Biogen and Ionis Pharmaceuticals published new data on Monday regarding its experimental treatment for the rarest from of spinal muscular atrophy.
The drug, Spinraza, achieved the primary endpoint in a Phase 3 study evaluating its effects on Type 2 SMA. Volunteers running the trial saw a statistically significant improvement in motor function for patients taking the drug when compared to those on placebo, according to Xconomy.

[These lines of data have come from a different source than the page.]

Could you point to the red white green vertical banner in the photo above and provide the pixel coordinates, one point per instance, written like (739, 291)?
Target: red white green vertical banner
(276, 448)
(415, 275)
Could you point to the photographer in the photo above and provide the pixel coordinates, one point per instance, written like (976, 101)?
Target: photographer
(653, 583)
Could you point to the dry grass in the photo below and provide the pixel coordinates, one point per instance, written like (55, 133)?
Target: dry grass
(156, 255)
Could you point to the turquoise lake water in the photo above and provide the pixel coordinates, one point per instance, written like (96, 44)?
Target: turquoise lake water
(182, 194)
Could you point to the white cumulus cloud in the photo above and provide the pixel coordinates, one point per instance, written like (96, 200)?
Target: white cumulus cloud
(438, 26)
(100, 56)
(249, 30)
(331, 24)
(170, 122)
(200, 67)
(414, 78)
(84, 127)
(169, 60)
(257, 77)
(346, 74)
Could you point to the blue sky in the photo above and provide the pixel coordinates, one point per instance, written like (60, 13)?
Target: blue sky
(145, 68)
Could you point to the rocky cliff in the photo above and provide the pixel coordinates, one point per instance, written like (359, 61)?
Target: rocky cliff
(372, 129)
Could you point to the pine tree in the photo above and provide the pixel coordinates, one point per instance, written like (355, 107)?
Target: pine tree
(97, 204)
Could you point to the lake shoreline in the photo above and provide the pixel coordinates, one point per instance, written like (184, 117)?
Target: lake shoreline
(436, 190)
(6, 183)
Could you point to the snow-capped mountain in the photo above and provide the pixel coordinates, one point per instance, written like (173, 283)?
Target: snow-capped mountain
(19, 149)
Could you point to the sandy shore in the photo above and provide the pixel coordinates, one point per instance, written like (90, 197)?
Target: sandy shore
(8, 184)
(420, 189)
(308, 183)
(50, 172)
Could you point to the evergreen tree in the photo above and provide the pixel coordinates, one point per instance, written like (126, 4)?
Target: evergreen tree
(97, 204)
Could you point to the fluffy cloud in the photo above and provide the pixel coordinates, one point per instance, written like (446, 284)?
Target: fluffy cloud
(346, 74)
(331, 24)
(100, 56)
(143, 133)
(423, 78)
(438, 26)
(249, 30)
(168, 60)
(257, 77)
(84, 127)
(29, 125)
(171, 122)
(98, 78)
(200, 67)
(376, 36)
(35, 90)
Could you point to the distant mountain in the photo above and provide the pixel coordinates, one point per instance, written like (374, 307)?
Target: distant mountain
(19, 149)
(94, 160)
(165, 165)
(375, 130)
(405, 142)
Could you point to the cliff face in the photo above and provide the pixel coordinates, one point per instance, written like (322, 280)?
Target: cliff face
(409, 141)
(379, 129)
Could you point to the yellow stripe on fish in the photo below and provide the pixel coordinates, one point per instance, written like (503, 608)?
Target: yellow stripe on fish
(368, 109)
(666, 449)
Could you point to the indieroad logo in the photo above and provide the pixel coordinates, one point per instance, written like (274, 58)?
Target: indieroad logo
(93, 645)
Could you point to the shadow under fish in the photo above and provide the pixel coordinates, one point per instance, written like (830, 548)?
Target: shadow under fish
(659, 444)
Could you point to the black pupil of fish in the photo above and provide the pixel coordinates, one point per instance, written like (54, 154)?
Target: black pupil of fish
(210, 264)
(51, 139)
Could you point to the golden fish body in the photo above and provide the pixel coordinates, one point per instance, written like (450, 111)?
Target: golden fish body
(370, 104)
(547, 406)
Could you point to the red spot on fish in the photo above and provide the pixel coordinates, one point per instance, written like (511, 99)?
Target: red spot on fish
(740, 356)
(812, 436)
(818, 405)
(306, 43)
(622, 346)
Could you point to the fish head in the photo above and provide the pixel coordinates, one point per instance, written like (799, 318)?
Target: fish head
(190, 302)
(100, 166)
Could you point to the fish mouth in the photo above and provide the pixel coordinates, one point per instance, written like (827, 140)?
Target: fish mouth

Type 2 SMA is a rare genetic condition caused by a defective version of the SMN1 gene, which doesn’t produce enough of the SMN protein to keep muscles strong. Spinraza is an RNA-based drug that seeks to boost production of this protein leading to an improvement in patient’s motor function.
“These results, along with our successful trial in infantile-onset SMA, reinforce the potential of SPINRAZA to benefit a broad range of SMA patients,” said Michael Ehlers, M.D., Ph.D., executive vice president, head of Biogen’s Research and Development department, in a statement. “We will make regulators around the globe aware of this data and will continue working closely with them to bring SPINRAZA to families affected by SMA as quickly as possible.”
Biogen and Ionis will end this trial and provide participants with the option of switching over to an open-label extension study so they can all gain access to the drug, wrote Xconomy.
Currently, there are no approved drugs for SMA, but this data could help both companies make a compelling case. Biogen is planning for a potential launch of Spinraza in the U.S. either at the end of the year or the beginning of 2017.